An audio signal is modulated by a carrier wave of 20 MHz such that the bandwidth required for modulation is 3 kHz. Could this wave be demodulated by a diode detector which has the values of R and C as (i) `R = 1 k Omega, C = 0.01 mu F (ii) R = 10 k Omega, C = 0.01 muF (iii) R = 10k Omega , C = 1 mu muF`.

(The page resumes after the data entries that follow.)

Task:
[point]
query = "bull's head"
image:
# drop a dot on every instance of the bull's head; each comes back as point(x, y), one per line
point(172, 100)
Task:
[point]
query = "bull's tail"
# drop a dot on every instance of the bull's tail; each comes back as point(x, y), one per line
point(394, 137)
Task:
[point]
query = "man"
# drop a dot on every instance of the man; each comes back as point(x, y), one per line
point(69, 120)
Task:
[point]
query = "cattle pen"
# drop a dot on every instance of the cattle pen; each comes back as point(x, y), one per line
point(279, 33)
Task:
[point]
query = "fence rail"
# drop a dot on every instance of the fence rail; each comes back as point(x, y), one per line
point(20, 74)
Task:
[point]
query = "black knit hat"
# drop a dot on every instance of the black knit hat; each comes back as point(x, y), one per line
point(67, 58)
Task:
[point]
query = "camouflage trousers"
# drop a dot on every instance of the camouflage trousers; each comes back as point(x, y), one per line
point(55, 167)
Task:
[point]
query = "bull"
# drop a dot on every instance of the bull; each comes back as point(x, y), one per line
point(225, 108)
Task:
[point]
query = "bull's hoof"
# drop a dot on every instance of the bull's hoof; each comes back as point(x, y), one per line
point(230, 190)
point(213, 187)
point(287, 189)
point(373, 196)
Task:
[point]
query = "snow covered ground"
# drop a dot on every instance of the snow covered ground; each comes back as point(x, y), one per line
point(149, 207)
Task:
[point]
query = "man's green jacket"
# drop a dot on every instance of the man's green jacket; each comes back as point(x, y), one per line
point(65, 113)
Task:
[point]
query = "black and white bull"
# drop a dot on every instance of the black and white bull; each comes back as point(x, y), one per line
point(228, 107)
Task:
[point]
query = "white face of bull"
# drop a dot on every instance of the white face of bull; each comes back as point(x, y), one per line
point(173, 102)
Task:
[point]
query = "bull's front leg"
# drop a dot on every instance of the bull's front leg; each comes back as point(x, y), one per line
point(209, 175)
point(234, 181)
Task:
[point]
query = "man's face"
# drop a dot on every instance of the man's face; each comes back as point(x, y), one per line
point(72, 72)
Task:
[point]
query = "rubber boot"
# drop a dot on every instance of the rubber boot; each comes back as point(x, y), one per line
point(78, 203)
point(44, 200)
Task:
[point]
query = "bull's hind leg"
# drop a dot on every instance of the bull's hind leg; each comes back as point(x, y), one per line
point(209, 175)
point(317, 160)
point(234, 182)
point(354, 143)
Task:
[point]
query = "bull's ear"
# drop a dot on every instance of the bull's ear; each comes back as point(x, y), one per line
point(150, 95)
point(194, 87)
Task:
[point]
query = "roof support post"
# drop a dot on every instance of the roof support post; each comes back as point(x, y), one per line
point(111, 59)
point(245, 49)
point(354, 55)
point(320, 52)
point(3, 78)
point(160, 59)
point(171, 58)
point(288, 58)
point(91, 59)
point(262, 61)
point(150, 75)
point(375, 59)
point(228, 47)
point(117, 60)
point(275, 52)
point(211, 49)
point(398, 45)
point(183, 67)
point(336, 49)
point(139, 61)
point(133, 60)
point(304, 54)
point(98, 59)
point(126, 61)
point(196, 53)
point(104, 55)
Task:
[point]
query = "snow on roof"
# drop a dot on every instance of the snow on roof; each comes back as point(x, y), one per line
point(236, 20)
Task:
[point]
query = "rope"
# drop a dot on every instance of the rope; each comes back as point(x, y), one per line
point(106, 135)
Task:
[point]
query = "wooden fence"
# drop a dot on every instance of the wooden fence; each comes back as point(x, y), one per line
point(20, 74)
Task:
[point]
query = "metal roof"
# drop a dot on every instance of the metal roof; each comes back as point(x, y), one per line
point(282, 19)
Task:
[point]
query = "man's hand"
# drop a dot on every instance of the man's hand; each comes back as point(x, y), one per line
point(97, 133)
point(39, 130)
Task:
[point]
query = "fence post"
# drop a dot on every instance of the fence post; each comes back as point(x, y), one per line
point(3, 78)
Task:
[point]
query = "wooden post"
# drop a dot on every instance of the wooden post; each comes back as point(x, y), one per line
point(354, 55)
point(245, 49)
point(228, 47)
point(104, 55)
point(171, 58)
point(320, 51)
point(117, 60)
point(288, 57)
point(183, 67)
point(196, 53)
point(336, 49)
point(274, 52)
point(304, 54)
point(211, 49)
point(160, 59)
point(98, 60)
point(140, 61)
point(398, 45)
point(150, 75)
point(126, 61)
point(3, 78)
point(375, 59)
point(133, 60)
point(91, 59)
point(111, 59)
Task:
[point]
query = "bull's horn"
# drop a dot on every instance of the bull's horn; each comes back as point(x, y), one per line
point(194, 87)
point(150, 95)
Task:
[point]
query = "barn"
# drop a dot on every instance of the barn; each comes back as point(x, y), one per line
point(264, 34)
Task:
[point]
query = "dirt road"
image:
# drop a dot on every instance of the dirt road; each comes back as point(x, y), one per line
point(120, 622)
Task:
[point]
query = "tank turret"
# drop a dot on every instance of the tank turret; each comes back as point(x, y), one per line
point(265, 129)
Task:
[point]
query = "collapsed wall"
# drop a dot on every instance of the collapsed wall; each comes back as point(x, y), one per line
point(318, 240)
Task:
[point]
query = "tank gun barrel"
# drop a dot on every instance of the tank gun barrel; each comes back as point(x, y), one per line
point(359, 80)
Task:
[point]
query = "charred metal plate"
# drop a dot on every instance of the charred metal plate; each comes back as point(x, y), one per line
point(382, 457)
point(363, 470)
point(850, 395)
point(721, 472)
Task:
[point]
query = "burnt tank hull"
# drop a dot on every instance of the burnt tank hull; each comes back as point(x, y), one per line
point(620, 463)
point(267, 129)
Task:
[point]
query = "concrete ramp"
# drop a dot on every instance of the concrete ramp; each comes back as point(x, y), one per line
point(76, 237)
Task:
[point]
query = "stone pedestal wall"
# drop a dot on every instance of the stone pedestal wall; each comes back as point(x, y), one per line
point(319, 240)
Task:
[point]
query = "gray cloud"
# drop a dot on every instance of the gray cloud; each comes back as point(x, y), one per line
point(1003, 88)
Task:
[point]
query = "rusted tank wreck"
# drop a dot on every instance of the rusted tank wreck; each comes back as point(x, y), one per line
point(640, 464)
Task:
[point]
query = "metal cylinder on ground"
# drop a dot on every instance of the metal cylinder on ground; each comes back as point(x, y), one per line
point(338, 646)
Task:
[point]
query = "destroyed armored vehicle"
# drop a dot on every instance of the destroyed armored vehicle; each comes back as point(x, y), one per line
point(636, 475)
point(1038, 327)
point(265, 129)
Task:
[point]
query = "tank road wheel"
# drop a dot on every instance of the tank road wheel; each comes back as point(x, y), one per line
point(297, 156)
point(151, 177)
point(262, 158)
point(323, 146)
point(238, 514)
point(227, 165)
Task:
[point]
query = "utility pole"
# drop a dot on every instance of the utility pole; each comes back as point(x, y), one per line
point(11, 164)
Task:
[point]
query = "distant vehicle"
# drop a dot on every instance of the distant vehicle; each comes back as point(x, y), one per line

Given, carrier wave frequency `f_(c)=20MHz`
`=20 xx 10^(6)HZ`
Bandwidth required for modulation is
`2f_(m)=3kHz = 3 xx 10^(3)Hz`
`implies" "f_(m)=(3xx10^(3))/(2)=1.5 xx 10^(3)Hz`
Demodulation by a diode is possible if the condition `(1)/(f_(c))ltltRC lt (1)/(f_(m))` is satisfied
Thus, `(1)/(f_(c))=(1)/(20xx10^(6))=0.5 xx 10^(-7)" ...(i)"`
and `(1)/(f_(m))=(1)/(1.5 xx 10^(3))Hz = 0.7 xx 10^(-3)s" ...(ii)"`
Now, gain throgh all the options of R and C one by one, we get
(i) `RC = 1 kOmega xx0.01 muF = 10^(3) Omega xx(0.01 xx 10^(-6)F)=10^(-5)S`
Here, condition `(1)/(f_(c))ltlt RC lt(1)/(f_(m))` is satisfied.
Hence it can be demodulated.
(ii) `RC = 10 kOmega xx 0.01 mu F = 10^(4) Omega xx 10^(-8)F = 10^(-4) S `
Here condition `(1)/(f_(c))ltlt RC lt(1)/(f_(m))` is satisfied.
Hence, it can be demodulated.
(iii) `RC=10 k Omega xx 1mumuF = 10^(4) Omega xx 10^(-12) F = 10^(-8)S`
Here, condition `(1)/(f_(c)) gt RC`, so this cannot be demodulated.